Most Springs would have had warmer weather, and the snow would have been gone. This is one of the late Springs – and Spring and early Summer are dying times for the weakened wildlife. In a couple of months, there will be new fawns in the field.
It brings back thoughts to archaeologists doing a rush job along the Kootenai River just before the rising waters of Koocanusa made it forever impossible to do the field work. I was young and curious, and asking what they had found. The answer described our climate – “We found spots where people lived for a couple hundred years . . . then they would be gone for a long time before their replacements would come in and live for another couple hundred years.” Here in Trego, the winters were probably just too rough for year-round human occupation in pre-history. The difference between the top of the hill and Ant Flat is noticeable. Snow melting a week or so earlier is the difference between surviving the winter and not.

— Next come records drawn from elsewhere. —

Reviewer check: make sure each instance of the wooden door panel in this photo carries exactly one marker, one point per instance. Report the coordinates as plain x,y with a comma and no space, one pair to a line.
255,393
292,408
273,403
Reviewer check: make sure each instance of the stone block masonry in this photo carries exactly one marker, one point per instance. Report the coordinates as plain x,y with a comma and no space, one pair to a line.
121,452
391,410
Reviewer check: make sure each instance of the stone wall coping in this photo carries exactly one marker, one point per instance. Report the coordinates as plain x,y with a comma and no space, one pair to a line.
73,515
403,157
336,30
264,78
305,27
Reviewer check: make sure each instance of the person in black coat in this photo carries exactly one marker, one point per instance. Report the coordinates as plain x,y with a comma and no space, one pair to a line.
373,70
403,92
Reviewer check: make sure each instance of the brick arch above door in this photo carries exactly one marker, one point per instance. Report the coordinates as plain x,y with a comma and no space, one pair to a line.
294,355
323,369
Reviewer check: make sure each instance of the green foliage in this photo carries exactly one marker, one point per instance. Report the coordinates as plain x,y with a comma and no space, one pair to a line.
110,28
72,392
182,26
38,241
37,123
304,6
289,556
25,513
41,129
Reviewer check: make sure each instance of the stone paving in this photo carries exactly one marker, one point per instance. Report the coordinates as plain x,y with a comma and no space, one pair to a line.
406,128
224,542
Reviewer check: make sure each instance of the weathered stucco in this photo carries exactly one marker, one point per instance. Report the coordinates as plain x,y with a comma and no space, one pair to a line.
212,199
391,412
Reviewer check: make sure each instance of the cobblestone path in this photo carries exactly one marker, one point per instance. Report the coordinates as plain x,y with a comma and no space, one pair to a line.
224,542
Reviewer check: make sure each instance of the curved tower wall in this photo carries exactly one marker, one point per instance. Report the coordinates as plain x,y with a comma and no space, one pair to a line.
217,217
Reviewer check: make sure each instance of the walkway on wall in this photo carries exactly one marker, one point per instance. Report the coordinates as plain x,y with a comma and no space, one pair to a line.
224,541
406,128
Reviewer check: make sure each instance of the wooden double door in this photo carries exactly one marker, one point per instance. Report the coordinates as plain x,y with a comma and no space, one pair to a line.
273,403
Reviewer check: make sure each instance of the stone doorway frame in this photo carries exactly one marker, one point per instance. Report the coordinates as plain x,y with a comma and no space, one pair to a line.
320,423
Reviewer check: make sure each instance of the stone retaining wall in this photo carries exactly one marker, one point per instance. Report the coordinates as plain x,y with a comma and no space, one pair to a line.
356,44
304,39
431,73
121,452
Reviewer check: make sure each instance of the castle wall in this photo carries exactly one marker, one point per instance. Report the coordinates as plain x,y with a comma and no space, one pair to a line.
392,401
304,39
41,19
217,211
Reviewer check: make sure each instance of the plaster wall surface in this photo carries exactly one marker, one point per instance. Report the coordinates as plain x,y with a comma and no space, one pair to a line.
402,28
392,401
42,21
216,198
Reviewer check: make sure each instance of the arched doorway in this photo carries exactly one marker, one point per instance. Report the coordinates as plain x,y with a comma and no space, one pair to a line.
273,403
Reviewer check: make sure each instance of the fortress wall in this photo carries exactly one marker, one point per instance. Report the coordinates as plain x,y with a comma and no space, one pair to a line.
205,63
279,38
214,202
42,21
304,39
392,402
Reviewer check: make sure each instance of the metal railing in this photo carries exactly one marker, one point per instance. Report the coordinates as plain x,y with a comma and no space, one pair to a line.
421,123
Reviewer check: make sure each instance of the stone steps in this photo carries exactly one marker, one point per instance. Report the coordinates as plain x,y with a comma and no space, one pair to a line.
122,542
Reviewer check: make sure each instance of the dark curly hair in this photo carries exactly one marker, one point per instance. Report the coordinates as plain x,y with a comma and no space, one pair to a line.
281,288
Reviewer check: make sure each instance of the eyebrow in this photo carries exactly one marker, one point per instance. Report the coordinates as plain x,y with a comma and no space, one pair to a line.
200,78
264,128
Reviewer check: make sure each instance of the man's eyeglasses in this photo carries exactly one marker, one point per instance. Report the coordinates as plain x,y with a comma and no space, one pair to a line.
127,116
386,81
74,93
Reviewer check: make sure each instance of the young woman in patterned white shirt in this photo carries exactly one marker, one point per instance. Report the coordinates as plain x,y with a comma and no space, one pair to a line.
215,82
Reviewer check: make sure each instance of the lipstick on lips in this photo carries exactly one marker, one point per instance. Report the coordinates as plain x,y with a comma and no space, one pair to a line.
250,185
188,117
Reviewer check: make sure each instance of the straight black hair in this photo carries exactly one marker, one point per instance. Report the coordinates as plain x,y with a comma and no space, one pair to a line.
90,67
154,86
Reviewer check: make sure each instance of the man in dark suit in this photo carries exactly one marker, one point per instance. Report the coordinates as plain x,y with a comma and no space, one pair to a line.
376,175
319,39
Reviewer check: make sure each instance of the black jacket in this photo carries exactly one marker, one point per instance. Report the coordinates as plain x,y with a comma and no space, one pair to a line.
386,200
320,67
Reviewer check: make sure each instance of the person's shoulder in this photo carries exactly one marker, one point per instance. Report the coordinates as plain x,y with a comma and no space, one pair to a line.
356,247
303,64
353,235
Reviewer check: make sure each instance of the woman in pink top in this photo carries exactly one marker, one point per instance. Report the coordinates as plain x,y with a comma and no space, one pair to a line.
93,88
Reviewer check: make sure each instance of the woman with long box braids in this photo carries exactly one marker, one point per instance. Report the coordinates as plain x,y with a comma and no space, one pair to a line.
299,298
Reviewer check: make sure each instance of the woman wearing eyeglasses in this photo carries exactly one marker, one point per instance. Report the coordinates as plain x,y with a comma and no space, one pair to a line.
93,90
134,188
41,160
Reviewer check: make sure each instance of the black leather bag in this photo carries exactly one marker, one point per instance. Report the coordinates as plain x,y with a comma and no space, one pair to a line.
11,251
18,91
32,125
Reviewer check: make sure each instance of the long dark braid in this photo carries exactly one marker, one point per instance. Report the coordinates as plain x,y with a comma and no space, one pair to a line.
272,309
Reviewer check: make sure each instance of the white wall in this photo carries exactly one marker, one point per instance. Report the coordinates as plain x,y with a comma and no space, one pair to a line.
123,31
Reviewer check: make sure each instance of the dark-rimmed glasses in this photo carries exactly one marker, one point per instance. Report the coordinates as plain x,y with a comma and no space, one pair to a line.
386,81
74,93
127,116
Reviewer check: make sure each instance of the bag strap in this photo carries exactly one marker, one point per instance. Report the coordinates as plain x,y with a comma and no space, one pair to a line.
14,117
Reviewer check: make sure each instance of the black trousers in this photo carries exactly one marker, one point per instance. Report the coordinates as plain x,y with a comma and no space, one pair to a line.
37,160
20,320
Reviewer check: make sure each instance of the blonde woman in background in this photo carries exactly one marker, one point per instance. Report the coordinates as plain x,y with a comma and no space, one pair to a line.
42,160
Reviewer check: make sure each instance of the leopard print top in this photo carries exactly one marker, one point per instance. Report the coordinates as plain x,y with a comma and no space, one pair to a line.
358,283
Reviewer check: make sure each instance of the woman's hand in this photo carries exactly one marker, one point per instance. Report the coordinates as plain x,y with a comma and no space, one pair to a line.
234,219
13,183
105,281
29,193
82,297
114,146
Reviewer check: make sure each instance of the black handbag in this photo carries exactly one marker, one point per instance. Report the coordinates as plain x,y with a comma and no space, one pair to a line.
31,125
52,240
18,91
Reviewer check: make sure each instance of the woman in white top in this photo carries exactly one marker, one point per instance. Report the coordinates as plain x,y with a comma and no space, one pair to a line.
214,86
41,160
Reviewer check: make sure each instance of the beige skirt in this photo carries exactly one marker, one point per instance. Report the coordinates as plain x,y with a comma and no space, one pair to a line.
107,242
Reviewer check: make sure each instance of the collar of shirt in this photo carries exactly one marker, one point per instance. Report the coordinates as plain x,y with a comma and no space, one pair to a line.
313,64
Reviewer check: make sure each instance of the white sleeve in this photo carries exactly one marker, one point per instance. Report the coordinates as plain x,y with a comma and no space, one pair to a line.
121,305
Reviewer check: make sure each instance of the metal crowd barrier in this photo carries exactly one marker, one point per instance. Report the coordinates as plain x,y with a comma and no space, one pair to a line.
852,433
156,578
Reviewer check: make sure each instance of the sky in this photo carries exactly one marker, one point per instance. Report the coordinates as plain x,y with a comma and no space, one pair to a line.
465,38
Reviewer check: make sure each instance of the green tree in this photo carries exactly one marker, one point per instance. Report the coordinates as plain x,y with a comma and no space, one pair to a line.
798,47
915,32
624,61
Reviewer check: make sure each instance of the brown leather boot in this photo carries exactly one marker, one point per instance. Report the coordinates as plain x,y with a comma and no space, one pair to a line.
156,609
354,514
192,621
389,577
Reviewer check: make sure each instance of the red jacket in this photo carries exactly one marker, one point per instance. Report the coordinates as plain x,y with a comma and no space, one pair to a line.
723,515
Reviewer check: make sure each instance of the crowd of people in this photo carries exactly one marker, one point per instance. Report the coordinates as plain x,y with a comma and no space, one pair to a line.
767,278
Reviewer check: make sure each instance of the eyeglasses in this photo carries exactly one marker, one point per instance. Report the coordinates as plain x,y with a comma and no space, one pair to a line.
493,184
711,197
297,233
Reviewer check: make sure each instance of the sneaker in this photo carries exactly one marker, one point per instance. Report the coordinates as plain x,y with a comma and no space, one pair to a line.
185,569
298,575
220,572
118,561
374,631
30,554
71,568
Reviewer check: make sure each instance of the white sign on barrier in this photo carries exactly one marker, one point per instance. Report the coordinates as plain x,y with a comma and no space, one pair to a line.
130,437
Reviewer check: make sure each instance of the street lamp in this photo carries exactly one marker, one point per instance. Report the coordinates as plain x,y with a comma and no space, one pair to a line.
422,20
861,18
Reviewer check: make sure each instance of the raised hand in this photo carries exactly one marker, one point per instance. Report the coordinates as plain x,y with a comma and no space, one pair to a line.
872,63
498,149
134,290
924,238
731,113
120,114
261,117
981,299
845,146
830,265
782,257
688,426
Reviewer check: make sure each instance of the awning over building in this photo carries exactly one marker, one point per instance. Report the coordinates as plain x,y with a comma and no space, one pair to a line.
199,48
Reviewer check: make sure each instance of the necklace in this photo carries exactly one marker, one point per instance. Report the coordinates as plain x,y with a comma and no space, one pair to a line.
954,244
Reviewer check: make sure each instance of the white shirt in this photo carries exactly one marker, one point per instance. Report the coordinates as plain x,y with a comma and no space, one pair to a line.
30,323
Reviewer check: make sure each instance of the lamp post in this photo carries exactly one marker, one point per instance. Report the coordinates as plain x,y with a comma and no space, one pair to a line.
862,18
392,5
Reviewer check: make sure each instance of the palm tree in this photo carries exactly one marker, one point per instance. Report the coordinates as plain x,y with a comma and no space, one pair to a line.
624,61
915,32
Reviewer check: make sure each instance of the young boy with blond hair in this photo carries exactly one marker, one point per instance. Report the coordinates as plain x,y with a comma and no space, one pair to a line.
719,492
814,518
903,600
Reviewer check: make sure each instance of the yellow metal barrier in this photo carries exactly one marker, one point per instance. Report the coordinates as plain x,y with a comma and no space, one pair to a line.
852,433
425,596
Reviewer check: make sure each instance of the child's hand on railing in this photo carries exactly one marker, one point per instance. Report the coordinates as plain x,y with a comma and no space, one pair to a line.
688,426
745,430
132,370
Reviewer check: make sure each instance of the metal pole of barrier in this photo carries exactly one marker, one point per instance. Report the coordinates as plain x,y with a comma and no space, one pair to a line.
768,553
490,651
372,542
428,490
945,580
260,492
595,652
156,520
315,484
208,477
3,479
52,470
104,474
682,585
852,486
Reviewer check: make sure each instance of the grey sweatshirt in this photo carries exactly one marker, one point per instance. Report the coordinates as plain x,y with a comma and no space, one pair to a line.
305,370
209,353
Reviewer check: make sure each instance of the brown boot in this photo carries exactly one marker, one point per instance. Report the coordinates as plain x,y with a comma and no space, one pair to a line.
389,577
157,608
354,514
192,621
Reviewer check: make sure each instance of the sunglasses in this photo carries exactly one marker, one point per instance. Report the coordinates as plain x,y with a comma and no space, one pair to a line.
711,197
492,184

When I worked in Trinidad, Colorado, I worked with the same annual precipitation as we get in Trego – about 18 inches. The difference was the length of growing season, the frost-free period. In Trinidad, the 50% frost dates are May 8 and October 3. In Trego, the safe last date for frost is listed as June 21. Even Eureka is May 21 and September 21. And people wonder why global warming seems like a good thing to me.
My old copy of Climate and Man immortalizes Winton Weydemeyer’s work, listing Fortine with 32 years of records (I don’t know who started the volunteer work that Winton took over). The average killing frost dates were May 29 and September 8, for 102 days of growing season. There were no climate records listed for Eureka – just Fortine, Libby and upper Yaak. Eureka didn’t have Winton keeping records for the good of his fellow residents. Upper Yaak shows no growing season – a place where frost can come any month of the year.
Merle Haggard sang “If we make it through December, everything’s gonna be alright.” Merle came from Bakersfield, California. He had a longer growing season.